Kolmogorov n-width

Question

Could someone please point me to an understandable definition of the Kolmogorov n-width? I'm having a hard time figuring out what is the output of the definition - is it an integer?

Edit: I realize that my question was not well-posed. This paper defines the Kolmogorov n-width as

$$ d_n(\mathcal{M})= \inf_{\mathcal S_n} \sup_{f\in\mathcal{M}}\inf_{g\in\mathcal{S_n}} \|f-g\| $$ where, the first infimum is taken over all n-dimensional subspaces of the state space, and $\mathcal{M}$ denotes the manifold of solutions over all time and parameters.

Does this mean that the Kolmogorov n-width is the minimum over all n-dimensional subspaces of the state space of width $n$, of the maximum of the minimum error between all $f\in\mathcal{M}$ and all $g\in\mathcal{S_n}$.?

How does this definition (and my understanding) relate to the nice and detailed explanation given by @DavidePapaPicco below?.

Answer 1

Given the tags of your question I believe you are refererring to the rate of decay of the singular values of a SVD performed on a snapshot matrix of a full-order model.

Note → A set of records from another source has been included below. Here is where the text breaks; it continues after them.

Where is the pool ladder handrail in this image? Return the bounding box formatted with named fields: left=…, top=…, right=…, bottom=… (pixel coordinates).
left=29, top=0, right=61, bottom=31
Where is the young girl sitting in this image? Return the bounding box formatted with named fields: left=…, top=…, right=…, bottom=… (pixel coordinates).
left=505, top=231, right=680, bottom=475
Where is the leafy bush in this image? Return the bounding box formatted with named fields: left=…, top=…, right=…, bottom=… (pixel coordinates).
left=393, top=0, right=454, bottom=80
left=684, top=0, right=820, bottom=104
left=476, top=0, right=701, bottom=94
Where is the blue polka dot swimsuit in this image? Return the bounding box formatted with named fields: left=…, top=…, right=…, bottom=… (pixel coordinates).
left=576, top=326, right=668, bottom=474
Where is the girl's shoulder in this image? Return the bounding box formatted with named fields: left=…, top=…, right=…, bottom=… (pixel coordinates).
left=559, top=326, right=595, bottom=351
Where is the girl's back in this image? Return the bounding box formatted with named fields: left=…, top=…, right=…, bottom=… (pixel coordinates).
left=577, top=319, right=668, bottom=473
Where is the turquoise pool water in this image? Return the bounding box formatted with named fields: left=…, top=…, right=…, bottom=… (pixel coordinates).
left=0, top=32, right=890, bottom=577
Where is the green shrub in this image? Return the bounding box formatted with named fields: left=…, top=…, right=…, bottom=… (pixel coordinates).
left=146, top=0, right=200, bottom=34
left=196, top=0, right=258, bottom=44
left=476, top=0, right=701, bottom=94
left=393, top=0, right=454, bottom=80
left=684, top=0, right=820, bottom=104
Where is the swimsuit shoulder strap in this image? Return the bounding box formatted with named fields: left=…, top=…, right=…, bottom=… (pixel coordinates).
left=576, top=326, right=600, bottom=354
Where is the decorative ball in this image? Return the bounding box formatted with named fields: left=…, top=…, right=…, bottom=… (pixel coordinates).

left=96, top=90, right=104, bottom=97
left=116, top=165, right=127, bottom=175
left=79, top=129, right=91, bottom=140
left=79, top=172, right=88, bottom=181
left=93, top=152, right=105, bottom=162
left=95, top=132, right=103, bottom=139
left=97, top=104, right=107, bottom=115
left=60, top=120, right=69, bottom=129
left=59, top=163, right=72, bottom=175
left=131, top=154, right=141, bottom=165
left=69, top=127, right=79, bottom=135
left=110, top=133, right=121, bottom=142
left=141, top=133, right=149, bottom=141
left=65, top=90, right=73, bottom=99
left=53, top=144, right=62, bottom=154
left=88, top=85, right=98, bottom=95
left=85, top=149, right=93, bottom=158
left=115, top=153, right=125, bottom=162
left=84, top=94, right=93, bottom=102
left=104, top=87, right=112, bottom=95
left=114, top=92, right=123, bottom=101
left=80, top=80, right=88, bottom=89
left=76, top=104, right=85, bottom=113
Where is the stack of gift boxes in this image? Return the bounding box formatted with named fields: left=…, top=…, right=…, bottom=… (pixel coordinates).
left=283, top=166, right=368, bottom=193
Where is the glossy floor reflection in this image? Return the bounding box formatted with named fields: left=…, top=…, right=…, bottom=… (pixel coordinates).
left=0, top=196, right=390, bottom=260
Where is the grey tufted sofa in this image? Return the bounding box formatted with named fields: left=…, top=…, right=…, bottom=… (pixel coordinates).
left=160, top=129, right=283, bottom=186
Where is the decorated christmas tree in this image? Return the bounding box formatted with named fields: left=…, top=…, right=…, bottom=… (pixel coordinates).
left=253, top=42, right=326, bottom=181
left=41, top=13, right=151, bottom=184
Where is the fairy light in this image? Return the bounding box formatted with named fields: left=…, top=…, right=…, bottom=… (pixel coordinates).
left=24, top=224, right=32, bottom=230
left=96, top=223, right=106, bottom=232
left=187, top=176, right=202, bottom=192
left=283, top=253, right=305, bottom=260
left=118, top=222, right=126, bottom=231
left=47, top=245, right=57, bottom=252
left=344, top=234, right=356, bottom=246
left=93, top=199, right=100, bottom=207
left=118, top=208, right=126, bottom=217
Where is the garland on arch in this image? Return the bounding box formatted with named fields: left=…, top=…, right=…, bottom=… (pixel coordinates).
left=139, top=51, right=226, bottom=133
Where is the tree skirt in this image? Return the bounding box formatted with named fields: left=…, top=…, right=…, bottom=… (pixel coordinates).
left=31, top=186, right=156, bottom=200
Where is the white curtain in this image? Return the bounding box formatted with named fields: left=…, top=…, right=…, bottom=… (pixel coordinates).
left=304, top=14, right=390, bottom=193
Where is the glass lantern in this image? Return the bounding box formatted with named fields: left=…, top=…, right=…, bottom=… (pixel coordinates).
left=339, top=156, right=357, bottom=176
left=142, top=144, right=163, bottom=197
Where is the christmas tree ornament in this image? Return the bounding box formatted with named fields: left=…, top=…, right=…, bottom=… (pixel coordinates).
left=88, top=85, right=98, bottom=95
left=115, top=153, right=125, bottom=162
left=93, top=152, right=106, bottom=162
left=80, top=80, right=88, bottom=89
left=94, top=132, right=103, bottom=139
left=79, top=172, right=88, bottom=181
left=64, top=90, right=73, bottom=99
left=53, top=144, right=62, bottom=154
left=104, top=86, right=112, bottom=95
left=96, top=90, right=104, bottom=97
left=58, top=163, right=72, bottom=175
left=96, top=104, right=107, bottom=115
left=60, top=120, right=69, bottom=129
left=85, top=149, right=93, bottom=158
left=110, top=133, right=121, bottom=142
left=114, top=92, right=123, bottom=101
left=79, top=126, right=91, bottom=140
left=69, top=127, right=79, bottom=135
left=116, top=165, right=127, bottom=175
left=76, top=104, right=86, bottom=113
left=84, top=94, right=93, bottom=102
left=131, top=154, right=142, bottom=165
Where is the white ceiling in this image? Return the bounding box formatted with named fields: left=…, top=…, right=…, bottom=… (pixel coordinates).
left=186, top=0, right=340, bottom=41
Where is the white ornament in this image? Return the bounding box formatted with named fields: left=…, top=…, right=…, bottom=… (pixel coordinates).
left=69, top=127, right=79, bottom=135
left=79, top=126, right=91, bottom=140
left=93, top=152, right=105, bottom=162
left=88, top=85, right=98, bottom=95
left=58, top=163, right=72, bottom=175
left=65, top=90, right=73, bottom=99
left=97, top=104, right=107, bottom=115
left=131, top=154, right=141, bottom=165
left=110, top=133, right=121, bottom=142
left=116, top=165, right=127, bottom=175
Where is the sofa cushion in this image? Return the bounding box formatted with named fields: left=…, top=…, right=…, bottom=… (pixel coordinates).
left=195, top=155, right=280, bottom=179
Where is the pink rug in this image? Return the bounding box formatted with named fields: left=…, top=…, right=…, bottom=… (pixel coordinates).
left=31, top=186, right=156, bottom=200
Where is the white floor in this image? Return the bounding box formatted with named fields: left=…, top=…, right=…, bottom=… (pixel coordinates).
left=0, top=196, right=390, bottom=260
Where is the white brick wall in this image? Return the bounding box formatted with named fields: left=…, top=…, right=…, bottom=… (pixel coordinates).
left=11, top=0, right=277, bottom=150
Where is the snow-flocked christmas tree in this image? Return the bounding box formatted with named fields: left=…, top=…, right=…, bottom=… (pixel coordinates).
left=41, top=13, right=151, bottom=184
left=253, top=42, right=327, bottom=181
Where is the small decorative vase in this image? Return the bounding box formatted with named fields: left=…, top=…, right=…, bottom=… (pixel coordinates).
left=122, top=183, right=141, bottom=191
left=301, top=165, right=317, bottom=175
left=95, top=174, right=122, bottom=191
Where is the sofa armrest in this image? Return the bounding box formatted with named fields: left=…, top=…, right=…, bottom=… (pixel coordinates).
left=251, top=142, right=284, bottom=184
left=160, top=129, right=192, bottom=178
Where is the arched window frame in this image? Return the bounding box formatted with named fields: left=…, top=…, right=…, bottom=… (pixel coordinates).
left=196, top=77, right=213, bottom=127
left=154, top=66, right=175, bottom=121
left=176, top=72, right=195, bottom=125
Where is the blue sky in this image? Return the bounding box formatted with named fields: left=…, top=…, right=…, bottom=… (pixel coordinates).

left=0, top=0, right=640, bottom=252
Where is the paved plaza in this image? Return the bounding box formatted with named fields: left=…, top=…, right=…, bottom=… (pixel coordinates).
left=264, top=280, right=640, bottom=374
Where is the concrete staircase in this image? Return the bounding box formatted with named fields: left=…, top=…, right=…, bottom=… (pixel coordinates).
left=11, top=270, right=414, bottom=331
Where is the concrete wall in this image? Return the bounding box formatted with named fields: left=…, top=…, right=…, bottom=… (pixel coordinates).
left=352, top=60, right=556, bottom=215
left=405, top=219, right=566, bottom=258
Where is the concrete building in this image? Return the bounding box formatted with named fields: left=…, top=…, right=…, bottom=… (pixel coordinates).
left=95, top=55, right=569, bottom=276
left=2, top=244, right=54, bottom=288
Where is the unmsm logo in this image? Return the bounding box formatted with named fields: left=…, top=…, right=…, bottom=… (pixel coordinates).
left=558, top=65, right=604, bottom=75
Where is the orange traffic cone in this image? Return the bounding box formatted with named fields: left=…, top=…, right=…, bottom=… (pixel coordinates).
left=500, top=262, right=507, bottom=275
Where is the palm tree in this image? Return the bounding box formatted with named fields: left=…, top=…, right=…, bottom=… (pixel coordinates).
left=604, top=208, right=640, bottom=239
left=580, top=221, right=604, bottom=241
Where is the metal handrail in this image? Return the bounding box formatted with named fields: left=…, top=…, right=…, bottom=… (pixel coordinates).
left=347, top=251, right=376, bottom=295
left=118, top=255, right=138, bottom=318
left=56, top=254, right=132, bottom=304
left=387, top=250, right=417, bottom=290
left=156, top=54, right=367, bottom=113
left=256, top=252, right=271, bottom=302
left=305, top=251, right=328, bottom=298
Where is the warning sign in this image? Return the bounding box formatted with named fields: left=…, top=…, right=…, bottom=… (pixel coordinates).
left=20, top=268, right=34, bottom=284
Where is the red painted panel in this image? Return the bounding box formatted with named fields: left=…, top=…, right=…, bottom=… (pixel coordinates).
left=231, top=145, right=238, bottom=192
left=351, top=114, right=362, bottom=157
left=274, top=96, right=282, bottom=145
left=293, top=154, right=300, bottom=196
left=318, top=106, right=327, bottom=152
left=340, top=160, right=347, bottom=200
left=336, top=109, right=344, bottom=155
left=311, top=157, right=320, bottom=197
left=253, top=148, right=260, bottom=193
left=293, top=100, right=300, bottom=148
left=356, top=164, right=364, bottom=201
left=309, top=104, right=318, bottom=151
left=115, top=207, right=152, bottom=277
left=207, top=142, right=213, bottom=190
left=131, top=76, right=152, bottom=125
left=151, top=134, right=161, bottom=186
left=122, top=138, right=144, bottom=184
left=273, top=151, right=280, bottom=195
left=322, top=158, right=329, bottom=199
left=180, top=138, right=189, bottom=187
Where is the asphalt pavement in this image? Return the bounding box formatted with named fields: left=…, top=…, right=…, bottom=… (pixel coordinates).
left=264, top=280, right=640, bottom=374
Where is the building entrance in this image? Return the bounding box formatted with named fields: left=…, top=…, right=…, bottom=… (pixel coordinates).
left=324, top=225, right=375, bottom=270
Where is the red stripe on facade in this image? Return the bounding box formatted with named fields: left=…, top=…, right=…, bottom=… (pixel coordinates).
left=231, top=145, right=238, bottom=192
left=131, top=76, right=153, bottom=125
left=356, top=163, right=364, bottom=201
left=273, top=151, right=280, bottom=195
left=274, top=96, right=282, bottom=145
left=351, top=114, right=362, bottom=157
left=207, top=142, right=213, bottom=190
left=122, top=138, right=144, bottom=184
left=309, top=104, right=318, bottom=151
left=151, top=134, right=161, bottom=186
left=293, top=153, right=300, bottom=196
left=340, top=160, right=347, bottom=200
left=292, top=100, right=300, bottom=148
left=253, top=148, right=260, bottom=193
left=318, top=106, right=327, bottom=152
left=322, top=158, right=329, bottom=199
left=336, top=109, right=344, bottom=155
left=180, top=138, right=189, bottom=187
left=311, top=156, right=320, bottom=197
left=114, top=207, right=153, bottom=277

The general (not exhaustive) setup is that, given the snapshot matrix $ \boldsymbol{\mathcal{X}}\in\mathbb{R}^{N_R\times N_C}$, then the SVD would give you the left $\boldsymbol{L}$ and right $\boldsymbol{R}$ singular vector matrices whose columns span the low-rank manifold of the reduced order solution alongside the (diagonal) singular values matrix $\boldsymbol{\Lambda}$ $$ \boldsymbol{\mathcal{X}}\approx\boldsymbol{L}\boldsymbol{\Lambda}\boldsymbol{R}\;,\quad\boldsymbol{\Lambda}\in\mathbb{R}^{N_R\times N_R} $$ If you truncate the list of singular values in diag(Lambda) to the first $R<N_R$ terms then the reduced order model given by the $R-$dimensional low rank space spanned by the corresponding $R$ singular vectors, would carry an approximation error generated by the truncatation with respect to the full order model.

If you set a (arbitrary) treshold of accuracy for such error (say 1% of the accuracy retained by the reduced order model) than the Kolmogorov n-width is the minimum value of $R$ (i.e. number of singular vectors) required by the ROM to retain the truncation error below such treshold.

Suppose you have you are given X as the snapshot matrix and e as the aforementioned accuracy treshold, then the implementation of the Kolmogorov n-width would be R = kolmogorov(X,e).